When disinformation distorts: Enhancing accountability amid information disorder 

This panel explored how false narratives impact aid delivery and examining practical solutions from contexts like Sudan and Ukraine (video & podcast below). Key takeaways from the discussion were:

  • Disinformation as a weapon of war: Panelists exposed how disinformation is not just noise online, but a deliberate tool of psychological warfare. In Sudan, the digital war was described as worse than the physical one. Disinformation is redrawing battle lines, disrupting aid, and influencing displacement patterns. On the other hand, laws meant to curb disinformation often become tools of repression. Wala warned that Sudan’s cybercrime law is being weaponised against activists and journalists.

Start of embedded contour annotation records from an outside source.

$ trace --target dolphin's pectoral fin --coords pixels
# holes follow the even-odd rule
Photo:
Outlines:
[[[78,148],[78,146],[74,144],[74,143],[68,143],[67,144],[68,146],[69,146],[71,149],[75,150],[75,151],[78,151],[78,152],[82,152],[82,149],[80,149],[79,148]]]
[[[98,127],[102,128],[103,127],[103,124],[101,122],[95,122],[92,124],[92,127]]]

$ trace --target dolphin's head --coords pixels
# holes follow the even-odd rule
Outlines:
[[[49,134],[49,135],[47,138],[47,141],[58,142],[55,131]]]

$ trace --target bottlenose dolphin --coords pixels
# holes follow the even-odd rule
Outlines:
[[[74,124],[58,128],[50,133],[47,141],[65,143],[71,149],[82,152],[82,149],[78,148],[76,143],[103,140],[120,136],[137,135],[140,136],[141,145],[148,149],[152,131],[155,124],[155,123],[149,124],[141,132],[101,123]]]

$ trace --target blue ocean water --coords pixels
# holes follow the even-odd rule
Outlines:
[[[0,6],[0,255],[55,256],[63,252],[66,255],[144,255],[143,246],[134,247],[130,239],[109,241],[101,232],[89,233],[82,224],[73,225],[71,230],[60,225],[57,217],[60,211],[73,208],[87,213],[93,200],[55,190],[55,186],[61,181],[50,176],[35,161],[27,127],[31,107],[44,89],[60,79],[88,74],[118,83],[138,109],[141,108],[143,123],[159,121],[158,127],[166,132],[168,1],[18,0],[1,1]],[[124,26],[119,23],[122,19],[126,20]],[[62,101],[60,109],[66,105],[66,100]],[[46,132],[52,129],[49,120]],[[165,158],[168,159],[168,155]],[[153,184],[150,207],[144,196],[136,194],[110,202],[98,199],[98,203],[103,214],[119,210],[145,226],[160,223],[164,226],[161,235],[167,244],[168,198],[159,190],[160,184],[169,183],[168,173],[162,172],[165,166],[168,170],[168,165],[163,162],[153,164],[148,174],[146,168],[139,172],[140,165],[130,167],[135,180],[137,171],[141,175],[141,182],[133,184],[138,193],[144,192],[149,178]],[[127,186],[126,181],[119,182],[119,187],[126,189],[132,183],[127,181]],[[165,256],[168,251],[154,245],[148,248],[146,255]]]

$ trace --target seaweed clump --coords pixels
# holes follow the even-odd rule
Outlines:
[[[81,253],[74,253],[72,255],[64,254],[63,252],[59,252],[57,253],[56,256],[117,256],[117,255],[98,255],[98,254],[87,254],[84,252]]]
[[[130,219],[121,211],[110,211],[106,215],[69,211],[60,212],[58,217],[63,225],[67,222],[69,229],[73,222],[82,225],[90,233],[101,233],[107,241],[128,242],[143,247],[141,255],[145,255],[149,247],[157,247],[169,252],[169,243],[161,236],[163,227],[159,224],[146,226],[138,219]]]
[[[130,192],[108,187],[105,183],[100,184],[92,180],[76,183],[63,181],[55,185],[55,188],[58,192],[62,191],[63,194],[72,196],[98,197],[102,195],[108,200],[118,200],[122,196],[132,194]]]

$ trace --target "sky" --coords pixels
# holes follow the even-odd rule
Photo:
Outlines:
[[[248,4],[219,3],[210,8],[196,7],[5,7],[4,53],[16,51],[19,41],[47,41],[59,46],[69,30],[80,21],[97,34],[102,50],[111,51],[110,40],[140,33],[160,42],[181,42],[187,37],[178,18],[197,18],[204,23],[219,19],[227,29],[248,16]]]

  • Reframing the humanitarian narrative: The idea of "aid" itself is under coordinated attack with strategic deployment of emotionally resonant lies to fracture societies and obstruct aid. Online campaigns portray aid workers as spies or agents of neocolonialism. The panel acknowledged that the sector must reckon with deep-rooted mistrust—and that responding effectively means addressing both narrative and historical power imbalances. Trust is built offline - the sector must invest not just in content, but in relationships. Prebunking, community dialogue, and narrative sovereignty are tools for survival, not comms strategies.

  • Call for tactical, not just ethical, shifts: Platforms are failing. Trust and safety teams have been gutted. Algorithms amplify outrage. Humanitarians face a battlefield where neutrality is manipulated and trust is a moving target. We should abandon reactive whack-a-mole responses and adopt strategic, data-driven approaches that anticipate manipulation rather than merely respond to it.

  • Fact-checking alone is inadequate. Maria Frey emphasised the power of hyper-local networks and radio to cut through digital blackouts. Valent’s approach centres on identifying manipulation methods—not just debunking claims.

Thank you to all the panellists that brought such insightful and important perspectives to each of these panel discussions!